Fragen zu Leistung und Vorgehen
Hier geht es um die Substanz: Wie genau willst du mein Ziel erreichen, und wie sieht dein Plan für die ersten drei Monate aus? Eine kompetente Agentur kann ihr Vorgehen erklären, ohne ins Schwammige abzurutschen. Frage außerdem, welche konkreten Leistungen im Paket enthalten sind und was extra berechnet wird, damit du später keine Überraschungen erlebst. Wichtig ist auch: Welche Voraussetzungen erwartest du von mir, etwa Zulieferungen, Freigaben oder Zugänge? Daran erkennst du, ob die Agentur die Zusammenarbeit realistisch plant. Eine starke Antwort beschreibt ein nachvollziehbares Vorgehen mit klaren Etappen statt nur einer Liste von Buzzwords. Gute Vorbereitung von deiner Seite hilft hier enorm - ein durchdachtes Briefing macht die Antworten konkreter und vergleichbar.

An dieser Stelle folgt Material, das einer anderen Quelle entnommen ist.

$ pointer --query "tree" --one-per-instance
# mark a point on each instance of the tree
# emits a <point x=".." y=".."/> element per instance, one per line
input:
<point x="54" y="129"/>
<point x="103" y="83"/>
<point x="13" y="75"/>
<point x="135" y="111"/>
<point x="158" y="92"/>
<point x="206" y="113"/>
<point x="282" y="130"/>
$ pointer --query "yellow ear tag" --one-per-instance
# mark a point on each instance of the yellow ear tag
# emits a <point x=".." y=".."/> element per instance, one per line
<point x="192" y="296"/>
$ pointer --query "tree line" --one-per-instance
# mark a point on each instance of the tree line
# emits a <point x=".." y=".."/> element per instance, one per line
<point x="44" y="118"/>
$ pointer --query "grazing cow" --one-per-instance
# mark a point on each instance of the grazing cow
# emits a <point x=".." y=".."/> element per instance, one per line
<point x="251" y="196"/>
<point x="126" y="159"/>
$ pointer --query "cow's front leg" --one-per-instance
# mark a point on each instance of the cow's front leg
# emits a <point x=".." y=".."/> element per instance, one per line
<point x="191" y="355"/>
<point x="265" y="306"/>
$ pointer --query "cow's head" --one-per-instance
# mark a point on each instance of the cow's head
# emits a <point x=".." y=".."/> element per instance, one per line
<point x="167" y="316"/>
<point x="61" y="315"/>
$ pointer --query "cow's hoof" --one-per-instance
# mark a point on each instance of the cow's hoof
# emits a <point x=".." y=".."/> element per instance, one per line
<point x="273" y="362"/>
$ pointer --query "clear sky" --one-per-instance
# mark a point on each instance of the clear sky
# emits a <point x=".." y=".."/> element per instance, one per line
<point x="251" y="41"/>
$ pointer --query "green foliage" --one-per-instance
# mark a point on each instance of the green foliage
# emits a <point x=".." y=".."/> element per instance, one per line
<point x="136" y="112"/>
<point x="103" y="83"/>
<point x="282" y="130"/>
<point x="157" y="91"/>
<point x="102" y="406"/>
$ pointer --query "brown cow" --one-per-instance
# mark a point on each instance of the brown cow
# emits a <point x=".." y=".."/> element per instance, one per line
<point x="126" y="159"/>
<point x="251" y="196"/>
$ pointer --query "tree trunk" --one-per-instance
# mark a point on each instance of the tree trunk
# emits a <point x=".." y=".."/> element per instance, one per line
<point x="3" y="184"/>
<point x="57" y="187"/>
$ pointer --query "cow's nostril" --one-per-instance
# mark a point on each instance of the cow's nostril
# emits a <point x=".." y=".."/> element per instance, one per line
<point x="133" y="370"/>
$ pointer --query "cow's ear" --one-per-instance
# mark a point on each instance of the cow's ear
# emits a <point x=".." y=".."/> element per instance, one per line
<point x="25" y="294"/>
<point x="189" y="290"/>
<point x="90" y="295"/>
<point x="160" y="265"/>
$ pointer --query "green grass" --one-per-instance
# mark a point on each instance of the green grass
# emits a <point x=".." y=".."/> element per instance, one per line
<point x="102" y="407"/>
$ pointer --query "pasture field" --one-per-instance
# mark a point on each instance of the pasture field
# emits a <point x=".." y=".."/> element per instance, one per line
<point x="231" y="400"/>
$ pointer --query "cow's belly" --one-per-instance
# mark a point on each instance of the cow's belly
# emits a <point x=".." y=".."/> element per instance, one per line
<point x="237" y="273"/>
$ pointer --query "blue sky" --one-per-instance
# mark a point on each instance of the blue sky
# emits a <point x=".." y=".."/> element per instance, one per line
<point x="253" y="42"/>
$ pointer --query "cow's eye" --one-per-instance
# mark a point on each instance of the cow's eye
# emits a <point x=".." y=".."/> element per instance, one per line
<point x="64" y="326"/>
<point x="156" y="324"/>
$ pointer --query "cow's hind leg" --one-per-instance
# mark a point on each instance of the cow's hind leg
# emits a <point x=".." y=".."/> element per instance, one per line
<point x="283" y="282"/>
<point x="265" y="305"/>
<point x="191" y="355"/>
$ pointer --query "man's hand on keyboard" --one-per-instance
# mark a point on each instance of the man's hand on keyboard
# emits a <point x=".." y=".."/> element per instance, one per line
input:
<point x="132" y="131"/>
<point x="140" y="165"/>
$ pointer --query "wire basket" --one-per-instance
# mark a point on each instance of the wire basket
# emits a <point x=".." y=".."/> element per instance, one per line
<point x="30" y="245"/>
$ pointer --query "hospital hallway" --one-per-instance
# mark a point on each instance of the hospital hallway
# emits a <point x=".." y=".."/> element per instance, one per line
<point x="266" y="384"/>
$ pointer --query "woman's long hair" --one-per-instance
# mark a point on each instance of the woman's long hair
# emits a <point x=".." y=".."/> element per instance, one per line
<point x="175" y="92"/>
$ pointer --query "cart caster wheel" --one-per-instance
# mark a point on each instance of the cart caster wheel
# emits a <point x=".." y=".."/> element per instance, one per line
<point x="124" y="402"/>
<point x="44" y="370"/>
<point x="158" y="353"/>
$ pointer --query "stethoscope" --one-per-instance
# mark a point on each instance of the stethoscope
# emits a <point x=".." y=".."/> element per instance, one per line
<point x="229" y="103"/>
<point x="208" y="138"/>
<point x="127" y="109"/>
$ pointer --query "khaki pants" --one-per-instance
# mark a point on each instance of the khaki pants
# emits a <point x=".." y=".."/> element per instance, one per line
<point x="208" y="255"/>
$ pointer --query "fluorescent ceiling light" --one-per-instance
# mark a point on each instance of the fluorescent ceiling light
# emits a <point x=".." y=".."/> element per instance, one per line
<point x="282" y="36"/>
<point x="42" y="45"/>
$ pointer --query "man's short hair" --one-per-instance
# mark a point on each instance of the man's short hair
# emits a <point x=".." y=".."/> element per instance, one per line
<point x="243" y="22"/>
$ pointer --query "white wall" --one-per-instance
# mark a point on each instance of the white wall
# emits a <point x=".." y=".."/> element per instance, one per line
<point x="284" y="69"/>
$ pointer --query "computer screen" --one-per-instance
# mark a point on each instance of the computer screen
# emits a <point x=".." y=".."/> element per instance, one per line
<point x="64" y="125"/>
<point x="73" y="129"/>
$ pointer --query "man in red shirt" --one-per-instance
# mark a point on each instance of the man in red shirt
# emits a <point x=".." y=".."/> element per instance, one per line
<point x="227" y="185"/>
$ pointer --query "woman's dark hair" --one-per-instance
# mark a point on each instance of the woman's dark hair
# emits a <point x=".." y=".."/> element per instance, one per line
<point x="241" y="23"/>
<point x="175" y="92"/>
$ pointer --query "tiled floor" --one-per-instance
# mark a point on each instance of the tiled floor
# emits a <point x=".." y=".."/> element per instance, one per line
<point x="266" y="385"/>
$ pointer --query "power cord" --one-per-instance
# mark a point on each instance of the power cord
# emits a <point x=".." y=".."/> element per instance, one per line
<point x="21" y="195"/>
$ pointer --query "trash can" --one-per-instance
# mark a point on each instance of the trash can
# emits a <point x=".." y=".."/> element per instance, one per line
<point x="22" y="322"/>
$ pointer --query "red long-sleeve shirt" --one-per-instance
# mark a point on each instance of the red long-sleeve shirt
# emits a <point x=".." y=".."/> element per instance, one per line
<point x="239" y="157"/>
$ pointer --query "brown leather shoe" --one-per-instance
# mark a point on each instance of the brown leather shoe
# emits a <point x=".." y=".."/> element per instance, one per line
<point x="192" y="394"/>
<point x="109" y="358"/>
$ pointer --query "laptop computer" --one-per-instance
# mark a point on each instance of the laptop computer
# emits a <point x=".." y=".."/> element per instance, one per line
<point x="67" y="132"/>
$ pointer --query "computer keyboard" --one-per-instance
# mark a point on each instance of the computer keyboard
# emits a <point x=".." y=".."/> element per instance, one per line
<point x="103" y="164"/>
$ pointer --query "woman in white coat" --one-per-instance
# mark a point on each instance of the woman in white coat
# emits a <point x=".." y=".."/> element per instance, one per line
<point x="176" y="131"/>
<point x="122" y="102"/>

Fragen zu Team und Erfahrung
Du arbeitest nicht mit einer Marke, sondern mit Menschen. Frage deshalb, wer konkret an deinem Projekt arbeitet und wer dein fester Ansprechpartner ist. Manche Agenturen verkaufen mit Senior-Beratern und liefern dann mit Junioren - das ist nicht per se schlecht, sollte aber offen kommuniziert sein. Frage nach Erfahrung in deiner Branche und nach vergleichbaren Projekten, denn Branchenwissen spart Anlaufzeit. Eine ehrliche Frage ist auch: Welche Aufgaben würdet ihr an Freelancer oder externe Partner auslagern? Daran erkennst du, wie viel Kompetenz wirklich im Haus ist. Bitte um Referenzen, die du selbst kontaktieren darfst, und prüfe unabhängige Bewertungen. Wie du Kompetenz systematisch bewertest, zeigt dir der Ratgeber zum Thema die richtige Agentur finden.

Fragen zu Preis, Vertrag und Laufzeit
Beim Geld solltest du nicht zurückhaltend sein. Frage, wie sich der Preis zusammensetzt und ob nach Pauschale, Stunden oder Projekt abgerechnet wird. Kläre, wie viele Arbeitsstunden pro Monat realistisch eingeplant sind, denn die gleiche Pauschale kann sehr unterschiedlich viel Leistung bedeuten. Wichtige Vertragsfragen sind: Wie lang ist die Mindestlaufzeit, welche Kündigungsfrist gilt, und gibt es eine Probephase? Bestehe darauf zu erfahren, wem am Ende die Accounts, Daten und erstellten Inhalte gehören. Frage außerdem, welche Kosten zusätzlich entstehen, etwa für Tools, Werbebudgets oder externe Dienstleister. Bevor du unterschreibst, lohnt ein Blick in unseren Ratgeber zum Agenturvertrag, damit dich keine versteckte Klausel überrascht.

Fragen zu Reporting und Erfolgsmessung
Ohne Messung weißt du nie, ob sich die Investition lohnt. Frage konkret, welche Kennzahlen die Agentur misst und wie oft du ein Reporting bekommst. Eine gute Antwort nennt Kennzahlen, die zu deinem Ziel passen, also etwa Leads, Umsatz oder Conversion-Rate statt nur Klicks und Reichweite. Frage, ob die Berichte verständlich aufbereitet sind oder ob du mit rohen Zahlen alleingelassen wirst. Wichtig ist auch, wie die Agentur mit schlechten Ergebnissen umgeht und ob sie offen über Rückschläge berichtet. Kläre, in welchem Rhythmus ihr gemeinsam die Strategie überprüft. Eine Agentur, die Transparenz beim Reporting scheut, hat oft etwas zu verbergen oder kennt ihre eigenen Zahlen nicht gut genug.
So wertest du die Antworten aus
Die Fragen sind nur die halbe Miete - es kommt darauf an, wie du die Antworten einordnest. Achte weniger auf perfekte Formulierungen als auf Konkretheit: Wer mit Beispielen, Zahlen und ehrlichen Einschränkungen antwortet, hat meist mehr Substanz als jemand, der nur glatte Werbesätze liefert. Stelle dieselben Fragen mehreren Agenturen, damit du die Antworten direkt vergleichen kannst. Notiere dir nach jedem Gespräch sofort deinen Eindruck, solange er frisch ist. Misstraue Anbietern, die bei kritischen Fragen genervt reagieren oder ausweichen, denn so wird auch die spätere Zusammenarbeit laufen. Am Ende sollte ein Gesamtbild entstehen, das Kompetenz, Transparenz und Sympathie zusammenbringt. Auf dieser Basis triffst du eine fundierte Entscheidung statt eines Bauchschlusses.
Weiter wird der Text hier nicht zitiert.